For years, every Dragon Boat Festival has brought back the same childhood memory: the whole village full of kids climbing trees to snap off willow branches. I was tiny then, dragging home branches that were almost twice as long as I was, then helping stick them onto every door around the house, big and small.

Thinking about it now, the last time I picked willow branches myself was probably eleven years ago. Ever since I left home, I haven’t gone back for holidays anymore. The only regular trip home is during Lunar New Year.

This year I hadn’t planned on putting up willow branches at all. But when I went out in the morning, I noticed mugwort hanging by someone else’s door. That immediately made me think of home. I started wondering whether I should hang something too, except I wasn’t even sure what it should be.

In the south, the saying goes: willow branches for Qingming, mugwort for the Dragon Boat Festival.

Back home, though, willow branches are part of Dragon Boat Festival. That contrast between north and south is genuinely interesting. After looking into it a little, it seems this custom may survive only in certain parts of Gansu. I hadn’t expected that what I grew up with might actually count as a kind of local “minority” tradition.
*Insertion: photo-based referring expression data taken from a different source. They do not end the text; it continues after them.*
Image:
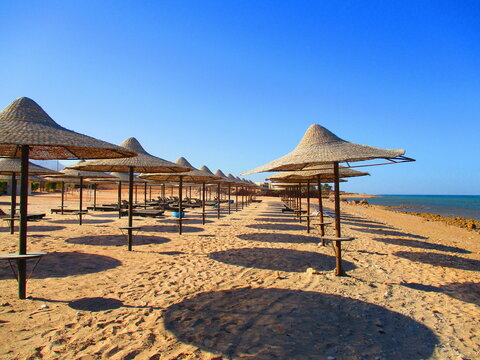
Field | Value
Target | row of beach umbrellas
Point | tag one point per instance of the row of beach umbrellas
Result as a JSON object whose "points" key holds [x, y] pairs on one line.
{"points": [[28, 132], [319, 154]]}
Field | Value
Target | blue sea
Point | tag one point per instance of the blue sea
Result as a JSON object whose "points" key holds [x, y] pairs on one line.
{"points": [[466, 206]]}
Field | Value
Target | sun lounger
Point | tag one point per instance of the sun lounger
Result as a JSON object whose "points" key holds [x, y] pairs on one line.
{"points": [[287, 209], [66, 211], [144, 213], [103, 208], [30, 217]]}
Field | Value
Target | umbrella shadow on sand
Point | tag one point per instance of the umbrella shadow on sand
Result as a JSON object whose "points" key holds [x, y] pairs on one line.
{"points": [[278, 259], [466, 292], [171, 228], [63, 264], [84, 221], [277, 219], [389, 233], [116, 240], [437, 259], [95, 304], [422, 245], [278, 237], [273, 323], [35, 228]]}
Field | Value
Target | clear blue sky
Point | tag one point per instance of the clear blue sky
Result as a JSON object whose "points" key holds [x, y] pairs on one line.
{"points": [[235, 84]]}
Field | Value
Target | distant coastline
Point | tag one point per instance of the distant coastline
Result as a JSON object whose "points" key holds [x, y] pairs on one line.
{"points": [[462, 210]]}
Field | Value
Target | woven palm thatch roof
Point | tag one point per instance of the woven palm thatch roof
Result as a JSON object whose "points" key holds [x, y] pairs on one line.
{"points": [[233, 179], [24, 122], [223, 178], [320, 146], [124, 177], [192, 176], [69, 180], [72, 172], [325, 172], [13, 165], [30, 178], [143, 163]]}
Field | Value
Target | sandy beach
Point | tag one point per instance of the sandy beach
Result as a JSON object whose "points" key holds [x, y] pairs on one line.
{"points": [[251, 285]]}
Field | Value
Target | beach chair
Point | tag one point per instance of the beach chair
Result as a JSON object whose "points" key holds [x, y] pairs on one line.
{"points": [[30, 217]]}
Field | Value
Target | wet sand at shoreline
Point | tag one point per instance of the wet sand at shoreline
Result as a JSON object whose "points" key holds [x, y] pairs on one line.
{"points": [[252, 284]]}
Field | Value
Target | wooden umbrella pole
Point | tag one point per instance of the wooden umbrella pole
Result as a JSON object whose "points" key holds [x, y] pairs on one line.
{"points": [[229, 199], [218, 198], [180, 205], [130, 207], [13, 202], [22, 245], [338, 244], [320, 208], [145, 195], [203, 203], [300, 201], [308, 206], [119, 199], [236, 198], [63, 197], [242, 196], [80, 202], [94, 196]]}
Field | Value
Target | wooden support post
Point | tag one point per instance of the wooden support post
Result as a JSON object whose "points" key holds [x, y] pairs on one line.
{"points": [[218, 199], [338, 233], [180, 205], [119, 199], [300, 202], [94, 196], [80, 202], [229, 185], [22, 245], [308, 206], [13, 203], [145, 195], [203, 203], [130, 207], [62, 206]]}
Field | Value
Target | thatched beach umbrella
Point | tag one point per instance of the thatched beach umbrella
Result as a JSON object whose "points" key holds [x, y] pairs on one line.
{"points": [[70, 172], [196, 176], [320, 174], [223, 180], [12, 166], [320, 146], [143, 163], [27, 131], [123, 177], [235, 183]]}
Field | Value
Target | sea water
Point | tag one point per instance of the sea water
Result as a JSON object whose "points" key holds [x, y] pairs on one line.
{"points": [[466, 206]]}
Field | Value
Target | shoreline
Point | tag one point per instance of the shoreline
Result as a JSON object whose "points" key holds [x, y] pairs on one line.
{"points": [[190, 296]]}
From what I found, there are roughly two explanations for it.

One is that the willow-branch custom may be connected to the Cold Food Festival and the legend of Jie Zitui. Willow is traditionally associated with the Cold Food Festival, and because Gansu has long been a place where different ethnic groups and local cultures mixed together, customs from Cold Food Festival and Dragon Boat Festival may have blended over time.

The other explanation points to the Qing dynasty. When Zuo Zongtang was stationed in the northwest, he ordered large-scale willow planting there—the famous “Zuo Gong Willows”—to improve the local environment. Later generations may have come to see willow trees as a kind of protective tree, and that meaning may gradually have entered festival practice as well.

When in Rome, do as the Romans do. Today I might go back and see whether I can pick some mugwort. There are willow branches at school already. If that works out, then I can have both.